Friday, Dec. 04, 1964
The $3 Billion Bail Bond
Harold Wilson came to power seven weeks ago promising that "Britain will have just as much influence in the world as we can earn and deserve"--and gave his Labor government 100 days to make its mark. The financial world passed judgment in less than half that time, and in a crushing vote of no-confidence last week mounted the heaviest attack on the pound that Britain has faced since the early postwar years.
Thanks to a $3 billion, eleven-nation bailing-out operation backed by the U.S., both the pound and the Prime Minister managed to survive. But the lesson of Wilson's first major crisis may be felt for many times 100 days.
The Laborites--as even most Tories now admit--inherited an Augean mess.
The Conservative government had closed its eyes too long to a mounting trade deficit that by year's end seemed certain to top $2 billion, almost equivalent to the gold reserves of the entire sterling bloc (see charts}. Theoretically, few economists quarreled with Wilson's first, stringent measures to close the gap: a "temporary" 15% tax on virtually all imports reaching Britain, plus tax incentives for British industrialists who boost exports. Practically, however, Wilson could hardly have acted more ineptly.
Waiting for Noah. The surcharge on their exports was a jolting setback for the Commonwealth nations and Britain's trading partners in E.F.T.A., Europe's Outer Seven: yet the Prime Minister made no attempt to soften the blow by consulting them in advance.
Too late, British officials scurried across the Continent to plead their government's case--resembling, in former Tory Party Leader Iain Macleod's withering phrase, "doves sent out from the Ark to tell people that Noah's sorry it's raining." Even so, hardheaded foreign bankers might have waited for Noah to reach dry land if there had been any real sign that the government was coming to grips with Britain's basic economic ills. On the contrary, Wilson clearly assigned priority to expanded welfare statism that Britain can patently ill afford. He also insisted on doctrinaire legislation such as renationalization of steel, hinted at new, incentive-stifling corporate and capital-gains taxes. Convinced that Britain's financial position could only worsen, international bankers scrambled to unload their sterling holdings.

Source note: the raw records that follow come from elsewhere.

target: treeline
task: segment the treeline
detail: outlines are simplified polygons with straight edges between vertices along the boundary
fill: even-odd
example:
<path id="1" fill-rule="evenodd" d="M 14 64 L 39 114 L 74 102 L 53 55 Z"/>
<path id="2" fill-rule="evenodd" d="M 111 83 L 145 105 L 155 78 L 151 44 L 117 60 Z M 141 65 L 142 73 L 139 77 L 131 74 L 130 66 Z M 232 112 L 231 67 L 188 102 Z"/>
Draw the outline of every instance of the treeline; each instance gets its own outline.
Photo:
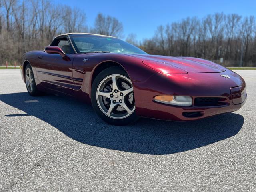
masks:
<path id="1" fill-rule="evenodd" d="M 81 32 L 120 36 L 123 26 L 99 13 L 94 25 L 86 25 L 81 10 L 48 0 L 0 0 L 0 65 L 17 63 L 22 54 L 42 50 L 58 34 Z"/>
<path id="2" fill-rule="evenodd" d="M 0 65 L 18 63 L 21 55 L 42 50 L 56 35 L 91 32 L 123 38 L 122 24 L 98 14 L 93 26 L 86 24 L 81 10 L 48 0 L 0 0 Z M 138 42 L 136 32 L 126 40 L 150 54 L 190 56 L 224 65 L 256 66 L 254 16 L 216 13 L 202 19 L 187 18 L 159 26 L 151 38 Z"/>
<path id="3" fill-rule="evenodd" d="M 227 66 L 256 66 L 256 25 L 254 16 L 216 13 L 202 19 L 189 18 L 159 26 L 150 39 L 138 43 L 150 54 L 189 56 Z M 221 59 L 222 58 L 222 59 Z"/>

Gnomes of Zurich. London's top merchant bankers came to Wilson two weeks ago to warn that he could only avert a full-blown crisis of confidence in the pound by raising the Bank of England's interest rate on borrowed money from 5% to 6%, in , order to damp down domestic consumption and lure international investors back to the sterling bloc. The Prime Minister refused on the dogmatic grounds that he would not resort to the "stop-go" economic policies of the Tories--who nonetheless had never faced a balance-of-payments gap as formidable as that which confronted Wilson. While Labor backbenchers muttered against international financiers--the "gnomes of Zurich"--Wilson warned direly that world bankers would have to "pay the price for their lack of faith in Britain." The price, in fact, was paid by the Bank of England, which was forced to pump in dwindling reserves to support sterling at the minimum official rate of $2.781 to the pound. Finally, after a weekend huddle with his ministers and consultations with the U.S., Wilson hiked Britain's bank rate to 7%, the "crisis" level. As a result, Washington was forced to raise the U.S.
discount rate from 3.5% to 4% (see U. S. BUSINESS). But for the pound, it was already too late. By then the stampede from sterling was in full thunder, whipped on by worldwide speculation that Britain would be forced to devalue.
Telephone Offensive. Only four years ago, that might indeed have been the result. Since then, however, the U.S.
has cemented cooperative agreements with Europe's powerful central banks to bail one another out whenever any nation's currency is under attack. As the world's No. 2 reserve currency, after the dollar, the pound plainly had to be defended. Within minutes of receiving a Save-Our-Sterling message from Whitehall, U.S. monetary officials and Bank of England experts in London's Threadneedle Street embarked on a nightlong telephone offensive that by next day had raised the $3 billion bundle that Britain needed. Said Treasury Under Secretary Robert Roosa: "This was the biggest and quickest monetary rescue job ever seen."
The crisis was a rude shock for Labor, and a sobering reminder that the whole British economy must become drastically more efficient to survive. "Gone is the illusion," wrote the Financial Times, "that more benefits for all could be squeezed from static production. Gone is the illusion that growth can come from talk. Gone is the illusion that planning can ignore finance . . . Labor's ideas have been swept away with almost frightening speed."
The huge sum that rescued the pound must be repaid within six months, and Britain's creditors thus hold a de facto veto power over government policy. In effect they will insist that Britain must regain solvency and international confidence before anything else is undertaken, including further expensive welfare schemes.